Out of the box I have an accuracy rate approaching 100% for standard
word based sentence constructs like slash 'The quick brown fox ..., Now is
the time for... , etc), and I can also speak a sequence of standard
digits (i.e. - one, two, three, four, five ...) in quick succession with
a near perfect recognition rate as well. But the accuracy for 'real
world' numbers (i.e. - one hundred thousand ) as well as dates (i.e. -
January seventh two thousand and twenty one) is far less. I would like
to improve the recognition accuracy of both real world numbers, dollar
values, as well as dates.
My first question is, has someone already developed an English language
model/scorer with improved accuracy in these two key areas, having a
non-restrictive (Apache, Creative Commons, MIT, etc. ) license? If not,
what are the steps that I would need to go through to improve accuracy
of the exiting model/scorer in these areas?

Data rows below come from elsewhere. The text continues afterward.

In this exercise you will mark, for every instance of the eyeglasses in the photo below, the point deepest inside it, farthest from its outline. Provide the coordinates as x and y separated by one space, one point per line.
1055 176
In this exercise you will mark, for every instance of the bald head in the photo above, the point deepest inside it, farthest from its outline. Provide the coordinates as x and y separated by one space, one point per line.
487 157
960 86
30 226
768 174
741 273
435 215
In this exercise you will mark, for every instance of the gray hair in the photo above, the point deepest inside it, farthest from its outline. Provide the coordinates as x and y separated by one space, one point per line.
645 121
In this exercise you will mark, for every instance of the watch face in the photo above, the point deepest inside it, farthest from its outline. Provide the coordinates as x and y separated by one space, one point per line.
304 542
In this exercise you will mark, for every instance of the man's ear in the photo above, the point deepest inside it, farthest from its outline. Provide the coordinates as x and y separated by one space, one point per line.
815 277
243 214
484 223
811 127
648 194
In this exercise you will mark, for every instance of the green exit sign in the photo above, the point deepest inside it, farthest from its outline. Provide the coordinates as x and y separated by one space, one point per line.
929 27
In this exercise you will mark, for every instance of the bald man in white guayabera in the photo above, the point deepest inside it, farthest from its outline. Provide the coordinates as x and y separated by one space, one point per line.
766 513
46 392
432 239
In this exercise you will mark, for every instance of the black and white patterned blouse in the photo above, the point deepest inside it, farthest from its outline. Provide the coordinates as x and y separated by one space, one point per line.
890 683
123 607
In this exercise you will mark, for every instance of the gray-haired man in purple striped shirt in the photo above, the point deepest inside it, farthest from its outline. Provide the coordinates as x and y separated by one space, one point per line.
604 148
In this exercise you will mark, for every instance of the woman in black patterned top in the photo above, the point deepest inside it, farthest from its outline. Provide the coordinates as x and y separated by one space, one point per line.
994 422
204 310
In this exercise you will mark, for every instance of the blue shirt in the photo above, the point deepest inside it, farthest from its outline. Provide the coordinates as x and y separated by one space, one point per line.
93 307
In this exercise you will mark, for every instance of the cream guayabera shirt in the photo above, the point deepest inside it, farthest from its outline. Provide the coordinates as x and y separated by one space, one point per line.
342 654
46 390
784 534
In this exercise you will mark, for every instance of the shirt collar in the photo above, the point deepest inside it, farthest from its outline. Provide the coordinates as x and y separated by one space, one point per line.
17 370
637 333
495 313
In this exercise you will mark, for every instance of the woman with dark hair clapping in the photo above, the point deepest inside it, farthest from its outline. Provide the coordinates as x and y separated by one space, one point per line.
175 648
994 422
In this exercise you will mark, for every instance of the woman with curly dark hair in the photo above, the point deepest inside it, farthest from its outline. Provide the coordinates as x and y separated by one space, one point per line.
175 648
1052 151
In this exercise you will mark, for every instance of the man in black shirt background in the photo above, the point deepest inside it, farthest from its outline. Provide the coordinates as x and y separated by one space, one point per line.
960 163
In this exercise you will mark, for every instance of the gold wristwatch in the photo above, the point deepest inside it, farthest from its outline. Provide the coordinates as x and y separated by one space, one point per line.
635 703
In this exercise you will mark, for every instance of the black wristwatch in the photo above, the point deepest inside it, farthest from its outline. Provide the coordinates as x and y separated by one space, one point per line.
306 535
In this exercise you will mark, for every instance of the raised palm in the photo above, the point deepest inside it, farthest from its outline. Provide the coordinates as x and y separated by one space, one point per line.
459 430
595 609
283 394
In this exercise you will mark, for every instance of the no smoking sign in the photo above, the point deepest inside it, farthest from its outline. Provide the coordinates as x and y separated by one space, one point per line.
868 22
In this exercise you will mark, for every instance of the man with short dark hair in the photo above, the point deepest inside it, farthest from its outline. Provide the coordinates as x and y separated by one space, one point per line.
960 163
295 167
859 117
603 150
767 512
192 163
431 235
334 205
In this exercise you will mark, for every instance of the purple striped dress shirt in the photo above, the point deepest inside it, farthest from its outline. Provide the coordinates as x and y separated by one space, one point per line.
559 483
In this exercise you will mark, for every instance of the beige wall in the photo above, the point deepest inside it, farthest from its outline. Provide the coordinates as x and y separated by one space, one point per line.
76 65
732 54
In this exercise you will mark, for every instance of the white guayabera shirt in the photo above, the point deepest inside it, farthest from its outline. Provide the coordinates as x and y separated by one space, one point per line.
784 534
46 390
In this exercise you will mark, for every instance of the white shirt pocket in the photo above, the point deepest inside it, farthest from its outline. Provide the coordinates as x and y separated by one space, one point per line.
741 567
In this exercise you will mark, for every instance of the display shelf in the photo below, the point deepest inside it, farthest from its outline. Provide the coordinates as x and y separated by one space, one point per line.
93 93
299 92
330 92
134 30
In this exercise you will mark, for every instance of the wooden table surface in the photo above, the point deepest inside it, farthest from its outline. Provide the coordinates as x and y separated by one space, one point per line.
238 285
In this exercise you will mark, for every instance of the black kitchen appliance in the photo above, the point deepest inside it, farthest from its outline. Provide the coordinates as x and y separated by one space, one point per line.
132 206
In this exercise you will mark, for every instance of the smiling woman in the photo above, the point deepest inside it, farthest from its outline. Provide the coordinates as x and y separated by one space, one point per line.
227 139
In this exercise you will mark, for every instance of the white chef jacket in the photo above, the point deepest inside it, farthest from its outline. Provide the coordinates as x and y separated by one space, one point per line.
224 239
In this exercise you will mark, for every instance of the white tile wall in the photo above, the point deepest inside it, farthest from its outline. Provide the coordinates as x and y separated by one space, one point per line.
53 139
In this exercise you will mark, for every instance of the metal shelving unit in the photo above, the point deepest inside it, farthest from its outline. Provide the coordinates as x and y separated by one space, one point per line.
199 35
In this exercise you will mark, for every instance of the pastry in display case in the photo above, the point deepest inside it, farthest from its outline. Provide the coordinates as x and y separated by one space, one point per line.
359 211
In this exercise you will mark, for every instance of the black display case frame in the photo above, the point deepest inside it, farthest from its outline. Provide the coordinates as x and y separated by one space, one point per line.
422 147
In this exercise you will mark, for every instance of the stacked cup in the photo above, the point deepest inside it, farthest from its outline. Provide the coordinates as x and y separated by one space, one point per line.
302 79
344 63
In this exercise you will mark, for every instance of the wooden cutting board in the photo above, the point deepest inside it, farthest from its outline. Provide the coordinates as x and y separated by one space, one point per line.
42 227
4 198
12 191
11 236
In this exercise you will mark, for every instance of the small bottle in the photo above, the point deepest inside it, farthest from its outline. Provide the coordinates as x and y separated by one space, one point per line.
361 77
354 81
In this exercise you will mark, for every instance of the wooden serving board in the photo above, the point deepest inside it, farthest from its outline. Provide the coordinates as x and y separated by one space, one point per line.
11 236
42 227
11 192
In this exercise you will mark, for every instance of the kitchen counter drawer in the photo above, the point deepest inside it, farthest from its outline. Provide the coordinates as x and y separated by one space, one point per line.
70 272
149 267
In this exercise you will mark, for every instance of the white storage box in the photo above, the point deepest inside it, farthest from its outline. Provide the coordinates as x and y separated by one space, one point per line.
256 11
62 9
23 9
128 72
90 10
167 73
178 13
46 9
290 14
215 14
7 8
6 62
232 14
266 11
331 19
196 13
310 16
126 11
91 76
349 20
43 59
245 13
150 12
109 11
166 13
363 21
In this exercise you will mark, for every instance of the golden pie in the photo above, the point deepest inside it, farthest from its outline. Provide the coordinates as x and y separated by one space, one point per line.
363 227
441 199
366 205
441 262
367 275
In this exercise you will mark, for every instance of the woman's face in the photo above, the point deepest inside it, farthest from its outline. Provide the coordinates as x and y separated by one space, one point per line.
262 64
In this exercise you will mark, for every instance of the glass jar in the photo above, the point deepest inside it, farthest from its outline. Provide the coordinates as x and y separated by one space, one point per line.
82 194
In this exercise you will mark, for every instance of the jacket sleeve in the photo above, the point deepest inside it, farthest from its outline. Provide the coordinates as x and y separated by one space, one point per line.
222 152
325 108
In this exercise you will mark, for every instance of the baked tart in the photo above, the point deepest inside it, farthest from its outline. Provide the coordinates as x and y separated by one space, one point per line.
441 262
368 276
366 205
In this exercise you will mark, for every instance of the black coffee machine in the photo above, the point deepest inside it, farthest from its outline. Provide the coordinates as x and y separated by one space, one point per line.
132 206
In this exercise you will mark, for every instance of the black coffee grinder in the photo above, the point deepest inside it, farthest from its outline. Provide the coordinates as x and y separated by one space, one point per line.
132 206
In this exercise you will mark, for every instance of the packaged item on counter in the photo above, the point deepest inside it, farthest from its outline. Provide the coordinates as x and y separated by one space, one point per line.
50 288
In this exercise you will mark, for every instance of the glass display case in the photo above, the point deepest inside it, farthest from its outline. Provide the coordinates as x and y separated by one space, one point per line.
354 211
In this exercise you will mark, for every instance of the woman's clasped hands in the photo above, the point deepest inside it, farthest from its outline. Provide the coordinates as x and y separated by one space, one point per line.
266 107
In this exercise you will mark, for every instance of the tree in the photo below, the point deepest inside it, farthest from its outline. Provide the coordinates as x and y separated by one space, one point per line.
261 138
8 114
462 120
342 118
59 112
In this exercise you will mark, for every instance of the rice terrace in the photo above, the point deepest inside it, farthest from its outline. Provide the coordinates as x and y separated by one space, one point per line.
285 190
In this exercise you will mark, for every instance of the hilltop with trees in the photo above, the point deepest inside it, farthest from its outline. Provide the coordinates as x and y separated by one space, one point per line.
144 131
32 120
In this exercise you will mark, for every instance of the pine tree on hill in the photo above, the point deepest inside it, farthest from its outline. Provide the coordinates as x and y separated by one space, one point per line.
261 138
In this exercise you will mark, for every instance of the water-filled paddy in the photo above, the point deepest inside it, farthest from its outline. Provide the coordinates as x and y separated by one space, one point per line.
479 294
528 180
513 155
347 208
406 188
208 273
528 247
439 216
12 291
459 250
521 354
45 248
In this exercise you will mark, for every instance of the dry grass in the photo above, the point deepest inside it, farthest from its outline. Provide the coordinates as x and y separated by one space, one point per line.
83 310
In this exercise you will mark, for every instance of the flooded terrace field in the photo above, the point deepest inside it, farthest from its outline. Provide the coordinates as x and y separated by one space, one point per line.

Prior to posting this note, based upon 'Newb Theory' I did try to create
a custom scorer, based upon a modified version (additional sentences for
numbers and dates were added) of the 'librispeech-lm-norm.txt' file
which I downloaded from the OpenSLR.org website.
Following the exact instructions provided on
deepspeech.readthedocs.io for
re-creating the pre-built scorer. But there was no improvement in
recognition accuracy. I also tried the same process using a brand new
text file containing just a few sentences, but there was no change to
recognition accuracy either.
Any help or guidance would be greatly appreciated.
[This is an archived TTS discussion thread from discourse.mozilla.org/t/v0-9-3-improving-accuracy-of-numbers-dollar-values-and-calendar-dates]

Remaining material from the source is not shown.